In a number of reservoirs, especially at the late stage of development, the main driving forces in reservoir are gravity forces: oil flows from the higher parts of reservoir to the lower parts at which bottomholes are located.

In course of fluid filtration through porous rock medium, resistance forces are created, and part of reservoir energy is used for overcoming such forces.

Oil or gas reservoir drive depends on reservoir energy type and pattern in the process of development.

It is accepted to term a drive by driving force dominating in reservoir for the time being.

3. OIL RESERVOIR DRIVES

Depending on the kind of energy of oil and gas drive, there are the following oil reservoir drives:

1)water drive;

2)gas cap drive;

3)dissolved gas drive; and

4)gravity drive.

In addition, there are also elastic drive and elastic-water drive, considering influence of elastic fluid and gas expansion on reservoir.

25

Oil reservoirs are often characterized by combination of driving energies. Draining conditions of such reservoirs are termed combination drive.

Reservoir drive is dictated by both artificially created development conditions and by natural conditions. This or that reservoir drive can be established, maintained controlled and even replaced with another. To a great extent it depends on rate of fluid and gas withdrawal and other development processes (working agent injection and other). Reservoir drive is established based on the geological conditions and energetic characteristics of the reservoir, but it does not completely depend on them.

Water Drive

Under water drive, oil flows in reservoir under action of encroaching water, and, ideally, the reservoir is constantly made up with water from the surface sources. Therefore, the condition of water drive existence is a contact between productive reservoir and ground surface. Contact zones of the productive reservoir and surface can be hundreds of kilometers distant from the oil part of reservoir.
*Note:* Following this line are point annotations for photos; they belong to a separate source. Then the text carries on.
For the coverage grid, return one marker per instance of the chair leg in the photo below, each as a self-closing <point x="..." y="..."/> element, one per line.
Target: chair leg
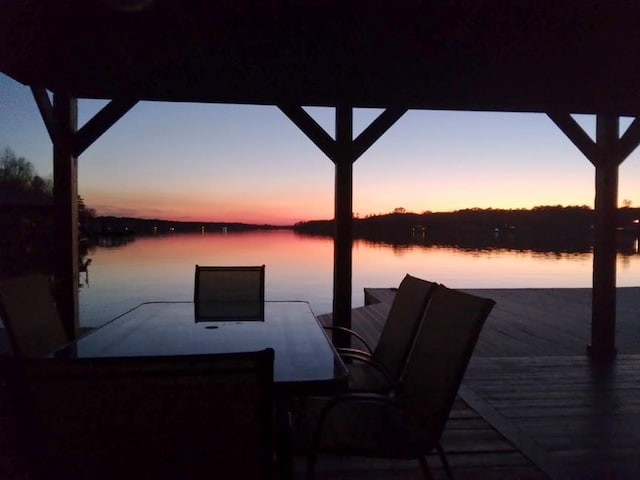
<point x="311" y="463"/>
<point x="426" y="471"/>
<point x="445" y="463"/>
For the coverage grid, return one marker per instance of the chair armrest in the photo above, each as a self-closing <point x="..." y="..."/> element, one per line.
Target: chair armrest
<point x="360" y="356"/>
<point x="331" y="404"/>
<point x="353" y="333"/>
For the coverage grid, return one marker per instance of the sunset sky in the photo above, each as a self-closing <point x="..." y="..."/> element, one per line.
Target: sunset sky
<point x="252" y="164"/>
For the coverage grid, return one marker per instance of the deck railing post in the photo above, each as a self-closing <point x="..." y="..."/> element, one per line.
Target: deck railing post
<point x="65" y="200"/>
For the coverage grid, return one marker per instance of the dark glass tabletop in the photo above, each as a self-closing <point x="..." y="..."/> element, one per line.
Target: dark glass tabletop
<point x="305" y="359"/>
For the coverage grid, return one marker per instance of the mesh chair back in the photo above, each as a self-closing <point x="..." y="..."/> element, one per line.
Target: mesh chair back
<point x="229" y="292"/>
<point x="402" y="323"/>
<point x="440" y="354"/>
<point x="148" y="417"/>
<point x="30" y="317"/>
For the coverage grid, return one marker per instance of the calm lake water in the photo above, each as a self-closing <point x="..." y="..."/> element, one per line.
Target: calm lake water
<point x="300" y="267"/>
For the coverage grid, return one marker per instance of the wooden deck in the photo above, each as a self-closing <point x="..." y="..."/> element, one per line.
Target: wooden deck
<point x="532" y="405"/>
<point x="531" y="383"/>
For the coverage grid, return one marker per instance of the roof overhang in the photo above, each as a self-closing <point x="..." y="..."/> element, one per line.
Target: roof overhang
<point x="549" y="55"/>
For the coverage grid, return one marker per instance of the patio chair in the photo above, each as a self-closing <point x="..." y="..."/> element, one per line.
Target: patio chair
<point x="409" y="422"/>
<point x="30" y="316"/>
<point x="378" y="369"/>
<point x="223" y="292"/>
<point x="195" y="417"/>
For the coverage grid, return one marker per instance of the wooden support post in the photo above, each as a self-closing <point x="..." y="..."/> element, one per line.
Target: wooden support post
<point x="603" y="308"/>
<point x="343" y="151"/>
<point x="343" y="236"/>
<point x="606" y="154"/>
<point x="65" y="192"/>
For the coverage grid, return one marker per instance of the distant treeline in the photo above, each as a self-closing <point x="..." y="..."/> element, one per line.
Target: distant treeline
<point x="119" y="226"/>
<point x="548" y="227"/>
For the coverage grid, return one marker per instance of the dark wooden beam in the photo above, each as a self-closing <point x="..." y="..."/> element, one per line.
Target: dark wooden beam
<point x="603" y="308"/>
<point x="576" y="134"/>
<point x="343" y="151"/>
<point x="100" y="123"/>
<point x="43" y="103"/>
<point x="310" y="128"/>
<point x="375" y="130"/>
<point x="65" y="193"/>
<point x="606" y="153"/>
<point x="629" y="141"/>
<point x="343" y="235"/>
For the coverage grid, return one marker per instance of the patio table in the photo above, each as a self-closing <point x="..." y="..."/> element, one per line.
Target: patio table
<point x="306" y="363"/>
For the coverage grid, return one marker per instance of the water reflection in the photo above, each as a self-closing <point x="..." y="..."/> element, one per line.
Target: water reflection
<point x="300" y="267"/>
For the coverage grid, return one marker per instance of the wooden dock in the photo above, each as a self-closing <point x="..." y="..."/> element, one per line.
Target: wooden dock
<point x="531" y="384"/>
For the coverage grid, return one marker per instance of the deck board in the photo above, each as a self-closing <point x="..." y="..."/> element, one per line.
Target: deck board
<point x="531" y="380"/>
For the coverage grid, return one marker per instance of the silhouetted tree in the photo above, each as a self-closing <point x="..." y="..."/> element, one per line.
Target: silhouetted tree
<point x="15" y="171"/>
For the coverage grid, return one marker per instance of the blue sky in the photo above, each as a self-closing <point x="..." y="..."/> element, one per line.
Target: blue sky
<point x="250" y="163"/>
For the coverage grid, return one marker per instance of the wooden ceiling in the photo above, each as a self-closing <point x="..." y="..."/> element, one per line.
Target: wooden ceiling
<point x="493" y="55"/>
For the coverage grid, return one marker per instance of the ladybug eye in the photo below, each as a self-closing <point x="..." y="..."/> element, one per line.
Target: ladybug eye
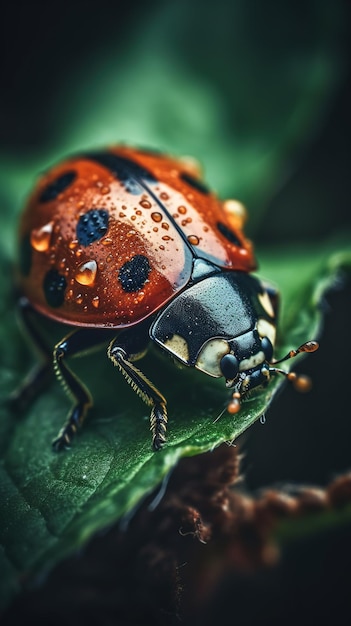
<point x="267" y="348"/>
<point x="229" y="366"/>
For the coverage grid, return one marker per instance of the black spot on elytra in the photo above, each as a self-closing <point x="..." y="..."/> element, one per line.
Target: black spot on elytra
<point x="228" y="234"/>
<point x="92" y="226"/>
<point x="57" y="186"/>
<point x="195" y="183"/>
<point x="134" y="273"/>
<point x="54" y="285"/>
<point x="25" y="256"/>
<point x="129" y="173"/>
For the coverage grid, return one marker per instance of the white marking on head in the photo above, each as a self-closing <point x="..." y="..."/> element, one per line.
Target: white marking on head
<point x="266" y="329"/>
<point x="210" y="355"/>
<point x="178" y="346"/>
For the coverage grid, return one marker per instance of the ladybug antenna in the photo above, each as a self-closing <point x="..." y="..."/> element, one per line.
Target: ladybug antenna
<point x="235" y="403"/>
<point x="300" y="381"/>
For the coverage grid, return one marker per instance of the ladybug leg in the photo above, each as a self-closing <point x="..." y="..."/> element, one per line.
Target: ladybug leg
<point x="77" y="342"/>
<point x="41" y="374"/>
<point x="122" y="357"/>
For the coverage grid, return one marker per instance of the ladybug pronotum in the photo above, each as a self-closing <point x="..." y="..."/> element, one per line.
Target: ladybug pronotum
<point x="129" y="247"/>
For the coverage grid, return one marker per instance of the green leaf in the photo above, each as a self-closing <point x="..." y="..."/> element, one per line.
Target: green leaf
<point x="53" y="503"/>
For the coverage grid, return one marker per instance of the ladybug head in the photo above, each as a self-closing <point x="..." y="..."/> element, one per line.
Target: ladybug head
<point x="243" y="381"/>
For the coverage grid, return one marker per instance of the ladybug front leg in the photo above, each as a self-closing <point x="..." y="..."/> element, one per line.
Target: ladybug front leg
<point x="121" y="357"/>
<point x="41" y="374"/>
<point x="77" y="342"/>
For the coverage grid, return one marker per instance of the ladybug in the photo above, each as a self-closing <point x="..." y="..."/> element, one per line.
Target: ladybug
<point x="129" y="246"/>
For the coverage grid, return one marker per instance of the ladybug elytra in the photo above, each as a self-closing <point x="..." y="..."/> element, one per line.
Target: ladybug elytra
<point x="129" y="246"/>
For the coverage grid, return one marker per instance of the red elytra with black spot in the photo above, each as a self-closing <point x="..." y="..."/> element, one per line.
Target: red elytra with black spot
<point x="109" y="237"/>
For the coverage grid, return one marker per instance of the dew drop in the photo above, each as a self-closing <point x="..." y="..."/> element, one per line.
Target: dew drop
<point x="194" y="240"/>
<point x="157" y="217"/>
<point x="86" y="273"/>
<point x="40" y="238"/>
<point x="140" y="297"/>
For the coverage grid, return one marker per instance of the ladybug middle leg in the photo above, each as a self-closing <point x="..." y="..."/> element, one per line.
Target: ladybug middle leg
<point x="122" y="351"/>
<point x="79" y="341"/>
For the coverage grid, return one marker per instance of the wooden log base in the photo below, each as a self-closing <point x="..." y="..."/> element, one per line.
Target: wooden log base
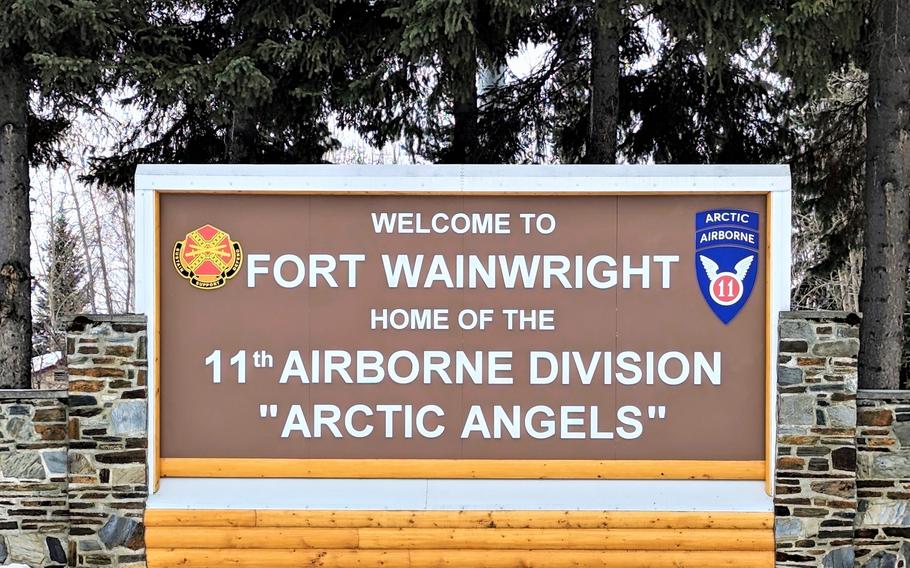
<point x="552" y="539"/>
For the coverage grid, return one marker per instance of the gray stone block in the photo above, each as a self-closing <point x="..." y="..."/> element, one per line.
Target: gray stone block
<point x="26" y="548"/>
<point x="842" y="416"/>
<point x="128" y="418"/>
<point x="837" y="348"/>
<point x="902" y="431"/>
<point x="796" y="329"/>
<point x="788" y="527"/>
<point x="21" y="429"/>
<point x="22" y="464"/>
<point x="839" y="558"/>
<point x="55" y="461"/>
<point x="894" y="465"/>
<point x="883" y="513"/>
<point x="797" y="409"/>
<point x="881" y="559"/>
<point x="789" y="375"/>
<point x="121" y="531"/>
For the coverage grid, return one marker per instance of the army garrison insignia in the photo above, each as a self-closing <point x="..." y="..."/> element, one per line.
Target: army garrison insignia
<point x="207" y="257"/>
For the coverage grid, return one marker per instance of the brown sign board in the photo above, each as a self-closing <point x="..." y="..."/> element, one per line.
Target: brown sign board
<point x="459" y="327"/>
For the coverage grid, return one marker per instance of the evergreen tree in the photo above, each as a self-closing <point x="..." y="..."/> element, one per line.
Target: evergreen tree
<point x="59" y="51"/>
<point x="241" y="81"/>
<point x="886" y="198"/>
<point x="64" y="292"/>
<point x="424" y="86"/>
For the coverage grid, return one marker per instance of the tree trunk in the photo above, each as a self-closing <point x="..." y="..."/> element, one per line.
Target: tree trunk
<point x="242" y="143"/>
<point x="465" y="140"/>
<point x="886" y="197"/>
<point x="15" y="227"/>
<point x="606" y="26"/>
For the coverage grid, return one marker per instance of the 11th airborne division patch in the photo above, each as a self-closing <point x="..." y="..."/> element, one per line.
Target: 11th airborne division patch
<point x="207" y="257"/>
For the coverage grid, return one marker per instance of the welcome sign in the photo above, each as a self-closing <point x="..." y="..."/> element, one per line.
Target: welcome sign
<point x="338" y="331"/>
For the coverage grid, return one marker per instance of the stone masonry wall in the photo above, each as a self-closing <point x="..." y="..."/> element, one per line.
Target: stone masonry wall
<point x="882" y="537"/>
<point x="34" y="519"/>
<point x="106" y="360"/>
<point x="815" y="488"/>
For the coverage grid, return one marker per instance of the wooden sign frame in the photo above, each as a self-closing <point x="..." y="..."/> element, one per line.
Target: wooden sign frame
<point x="771" y="181"/>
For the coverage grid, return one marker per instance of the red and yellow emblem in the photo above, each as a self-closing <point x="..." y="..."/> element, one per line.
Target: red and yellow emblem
<point x="207" y="257"/>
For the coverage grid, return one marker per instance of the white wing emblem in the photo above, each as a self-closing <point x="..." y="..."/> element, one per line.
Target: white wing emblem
<point x="742" y="267"/>
<point x="711" y="267"/>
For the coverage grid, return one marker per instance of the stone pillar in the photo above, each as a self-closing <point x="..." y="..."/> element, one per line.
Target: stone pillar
<point x="882" y="532"/>
<point x="815" y="485"/>
<point x="106" y="362"/>
<point x="33" y="499"/>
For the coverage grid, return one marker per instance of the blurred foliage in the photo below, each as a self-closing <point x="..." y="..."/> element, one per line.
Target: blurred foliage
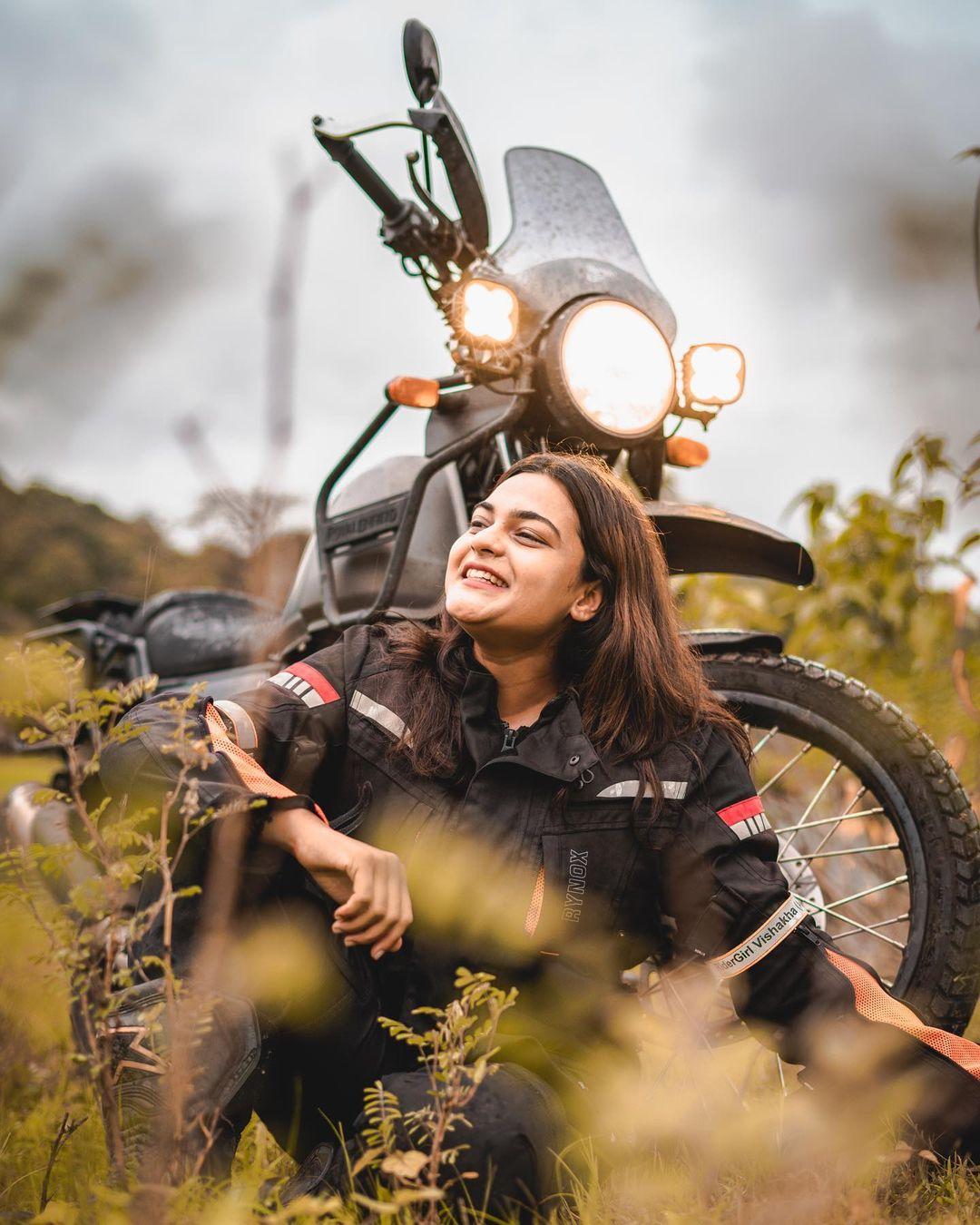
<point x="54" y="545"/>
<point x="882" y="606"/>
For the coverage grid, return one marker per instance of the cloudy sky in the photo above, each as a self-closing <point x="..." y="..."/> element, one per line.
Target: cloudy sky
<point x="787" y="168"/>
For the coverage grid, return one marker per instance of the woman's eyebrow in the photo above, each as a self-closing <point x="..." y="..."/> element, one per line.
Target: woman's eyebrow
<point x="521" y="514"/>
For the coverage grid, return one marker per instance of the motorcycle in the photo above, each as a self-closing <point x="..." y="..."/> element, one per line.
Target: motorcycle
<point x="560" y="337"/>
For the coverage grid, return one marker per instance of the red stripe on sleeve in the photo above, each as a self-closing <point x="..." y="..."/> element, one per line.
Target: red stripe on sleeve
<point x="316" y="680"/>
<point x="737" y="812"/>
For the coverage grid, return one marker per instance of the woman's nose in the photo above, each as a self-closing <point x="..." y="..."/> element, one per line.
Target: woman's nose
<point x="487" y="541"/>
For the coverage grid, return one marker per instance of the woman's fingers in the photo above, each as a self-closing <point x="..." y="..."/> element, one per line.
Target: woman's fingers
<point x="378" y="910"/>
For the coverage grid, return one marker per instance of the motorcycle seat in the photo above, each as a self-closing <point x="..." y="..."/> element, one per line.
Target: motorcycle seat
<point x="203" y="630"/>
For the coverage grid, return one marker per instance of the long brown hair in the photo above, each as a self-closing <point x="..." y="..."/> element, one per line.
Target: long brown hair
<point x="639" y="685"/>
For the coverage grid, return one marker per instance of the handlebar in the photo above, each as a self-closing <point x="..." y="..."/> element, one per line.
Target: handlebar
<point x="343" y="152"/>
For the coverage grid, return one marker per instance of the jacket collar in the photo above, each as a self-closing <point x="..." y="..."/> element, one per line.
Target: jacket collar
<point x="556" y="744"/>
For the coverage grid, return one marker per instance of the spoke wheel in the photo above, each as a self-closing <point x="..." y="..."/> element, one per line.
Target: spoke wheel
<point x="876" y="836"/>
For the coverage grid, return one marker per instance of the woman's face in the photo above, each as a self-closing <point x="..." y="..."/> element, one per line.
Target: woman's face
<point x="516" y="576"/>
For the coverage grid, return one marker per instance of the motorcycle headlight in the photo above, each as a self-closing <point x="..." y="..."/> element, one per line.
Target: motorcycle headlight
<point x="713" y="374"/>
<point x="609" y="371"/>
<point x="489" y="311"/>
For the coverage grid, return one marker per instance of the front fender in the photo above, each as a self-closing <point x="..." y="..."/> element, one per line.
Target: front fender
<point x="704" y="541"/>
<point x="720" y="642"/>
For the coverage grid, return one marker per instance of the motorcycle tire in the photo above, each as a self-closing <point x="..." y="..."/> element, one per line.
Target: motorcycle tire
<point x="917" y="794"/>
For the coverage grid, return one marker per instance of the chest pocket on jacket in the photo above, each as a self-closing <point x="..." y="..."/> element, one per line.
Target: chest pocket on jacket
<point x="588" y="855"/>
<point x="399" y="800"/>
<point x="602" y="861"/>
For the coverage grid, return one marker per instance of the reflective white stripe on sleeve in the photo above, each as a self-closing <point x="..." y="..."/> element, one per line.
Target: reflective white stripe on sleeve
<point x="245" y="732"/>
<point x="630" y="788"/>
<point x="762" y="941"/>
<point x="380" y="714"/>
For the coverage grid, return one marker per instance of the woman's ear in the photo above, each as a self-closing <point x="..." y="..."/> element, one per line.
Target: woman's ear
<point x="588" y="602"/>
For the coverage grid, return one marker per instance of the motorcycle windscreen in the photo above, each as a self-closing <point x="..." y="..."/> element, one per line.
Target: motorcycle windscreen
<point x="561" y="210"/>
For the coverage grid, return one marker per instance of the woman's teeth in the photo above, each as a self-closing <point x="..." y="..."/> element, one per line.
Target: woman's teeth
<point x="472" y="573"/>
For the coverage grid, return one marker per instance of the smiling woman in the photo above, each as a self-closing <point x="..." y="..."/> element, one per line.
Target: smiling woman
<point x="549" y="755"/>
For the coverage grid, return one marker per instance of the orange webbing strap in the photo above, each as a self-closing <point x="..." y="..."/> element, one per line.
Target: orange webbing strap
<point x="874" y="1004"/>
<point x="536" y="902"/>
<point x="245" y="766"/>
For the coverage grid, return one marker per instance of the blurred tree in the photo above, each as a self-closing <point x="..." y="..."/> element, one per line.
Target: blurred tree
<point x="881" y="606"/>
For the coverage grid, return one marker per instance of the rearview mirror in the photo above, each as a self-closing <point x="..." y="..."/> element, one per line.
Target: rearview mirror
<point x="422" y="60"/>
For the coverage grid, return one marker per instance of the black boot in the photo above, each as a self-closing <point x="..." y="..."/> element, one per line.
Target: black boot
<point x="222" y="1051"/>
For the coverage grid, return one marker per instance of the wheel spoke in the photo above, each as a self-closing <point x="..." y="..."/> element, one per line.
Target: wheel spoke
<point x="874" y="888"/>
<point x="859" y="926"/>
<point x="781" y="1077"/>
<point x="763" y="740"/>
<point x="829" y="821"/>
<point x="783" y="769"/>
<point x="828" y="854"/>
<point x="872" y="926"/>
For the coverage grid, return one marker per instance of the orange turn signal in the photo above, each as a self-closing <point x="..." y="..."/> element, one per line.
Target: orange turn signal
<point x="413" y="392"/>
<point x="685" y="452"/>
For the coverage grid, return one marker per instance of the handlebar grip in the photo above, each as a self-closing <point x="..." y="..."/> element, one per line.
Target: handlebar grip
<point x="345" y="153"/>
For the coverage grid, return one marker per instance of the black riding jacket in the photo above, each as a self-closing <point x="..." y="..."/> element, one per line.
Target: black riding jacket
<point x="693" y="877"/>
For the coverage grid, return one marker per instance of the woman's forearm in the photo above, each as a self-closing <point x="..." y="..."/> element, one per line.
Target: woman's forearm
<point x="287" y="827"/>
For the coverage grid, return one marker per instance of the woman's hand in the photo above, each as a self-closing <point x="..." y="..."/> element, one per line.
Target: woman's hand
<point x="369" y="884"/>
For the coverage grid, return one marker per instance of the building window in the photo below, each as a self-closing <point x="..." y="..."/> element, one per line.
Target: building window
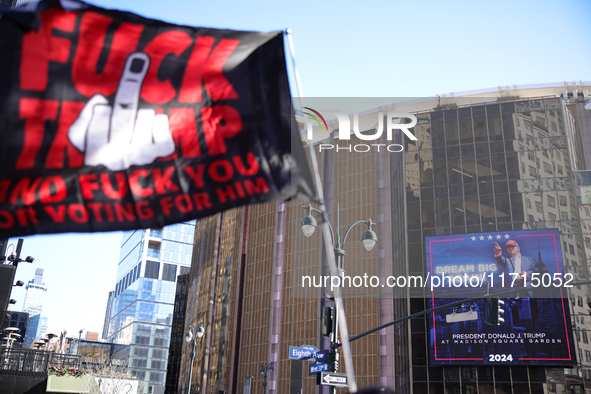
<point x="547" y="168"/>
<point x="532" y="171"/>
<point x="154" y="251"/>
<point x="563" y="215"/>
<point x="169" y="272"/>
<point x="152" y="269"/>
<point x="531" y="156"/>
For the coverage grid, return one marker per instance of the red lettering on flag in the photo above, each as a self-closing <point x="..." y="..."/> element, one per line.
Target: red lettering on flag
<point x="205" y="66"/>
<point x="93" y="33"/>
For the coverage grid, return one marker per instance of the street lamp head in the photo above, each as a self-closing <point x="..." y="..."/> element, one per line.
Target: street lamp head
<point x="308" y="225"/>
<point x="369" y="239"/>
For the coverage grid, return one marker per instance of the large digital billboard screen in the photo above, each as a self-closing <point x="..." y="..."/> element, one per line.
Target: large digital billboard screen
<point x="536" y="327"/>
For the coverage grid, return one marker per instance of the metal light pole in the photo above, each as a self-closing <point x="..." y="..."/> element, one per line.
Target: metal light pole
<point x="264" y="373"/>
<point x="13" y="259"/>
<point x="79" y="338"/>
<point x="190" y="338"/>
<point x="368" y="239"/>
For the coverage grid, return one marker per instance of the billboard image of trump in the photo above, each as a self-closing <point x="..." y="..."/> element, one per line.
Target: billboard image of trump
<point x="535" y="327"/>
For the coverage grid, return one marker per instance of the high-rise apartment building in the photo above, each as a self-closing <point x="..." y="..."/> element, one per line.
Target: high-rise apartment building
<point x="33" y="305"/>
<point x="143" y="301"/>
<point x="499" y="161"/>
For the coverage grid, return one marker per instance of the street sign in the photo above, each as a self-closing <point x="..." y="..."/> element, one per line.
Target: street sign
<point x="334" y="379"/>
<point x="304" y="352"/>
<point x="321" y="355"/>
<point x="315" y="368"/>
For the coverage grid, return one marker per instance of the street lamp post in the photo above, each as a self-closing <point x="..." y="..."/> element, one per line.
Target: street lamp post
<point x="264" y="371"/>
<point x="369" y="239"/>
<point x="14" y="259"/>
<point x="190" y="338"/>
<point x="79" y="339"/>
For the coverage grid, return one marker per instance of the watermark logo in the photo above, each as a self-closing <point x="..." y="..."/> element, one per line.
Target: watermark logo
<point x="395" y="121"/>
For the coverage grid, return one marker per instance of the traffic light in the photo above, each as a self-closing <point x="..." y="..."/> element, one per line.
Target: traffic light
<point x="326" y="321"/>
<point x="494" y="311"/>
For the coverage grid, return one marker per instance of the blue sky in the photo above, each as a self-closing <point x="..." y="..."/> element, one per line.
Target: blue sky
<point x="345" y="49"/>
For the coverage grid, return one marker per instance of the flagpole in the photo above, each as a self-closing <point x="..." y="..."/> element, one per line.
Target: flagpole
<point x="342" y="321"/>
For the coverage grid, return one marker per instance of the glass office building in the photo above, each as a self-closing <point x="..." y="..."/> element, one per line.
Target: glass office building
<point x="498" y="166"/>
<point x="143" y="302"/>
<point x="33" y="305"/>
<point x="496" y="161"/>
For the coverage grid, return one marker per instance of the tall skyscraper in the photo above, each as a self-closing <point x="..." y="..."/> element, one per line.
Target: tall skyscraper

Water drive can be also created artificially by water injection in special injection wells located within the water zone of reservoir outside the oil pool outline. In pure water drive, encroaching water completely displaces oil and gas withdrawn. Oil drainage boundary is continuously reducing and shifting to the center of the reservoir.

Under water drive operation, reservoir pressure, first, is slightly decayed and, this causes pressure gradient establishing under which water flows into pay zone. In time, in the course of continuous fluid withdrawal, reservoir pressure is stabilized, and such stabilization indicates that water drive with complete withdrawn oil displacement has been established.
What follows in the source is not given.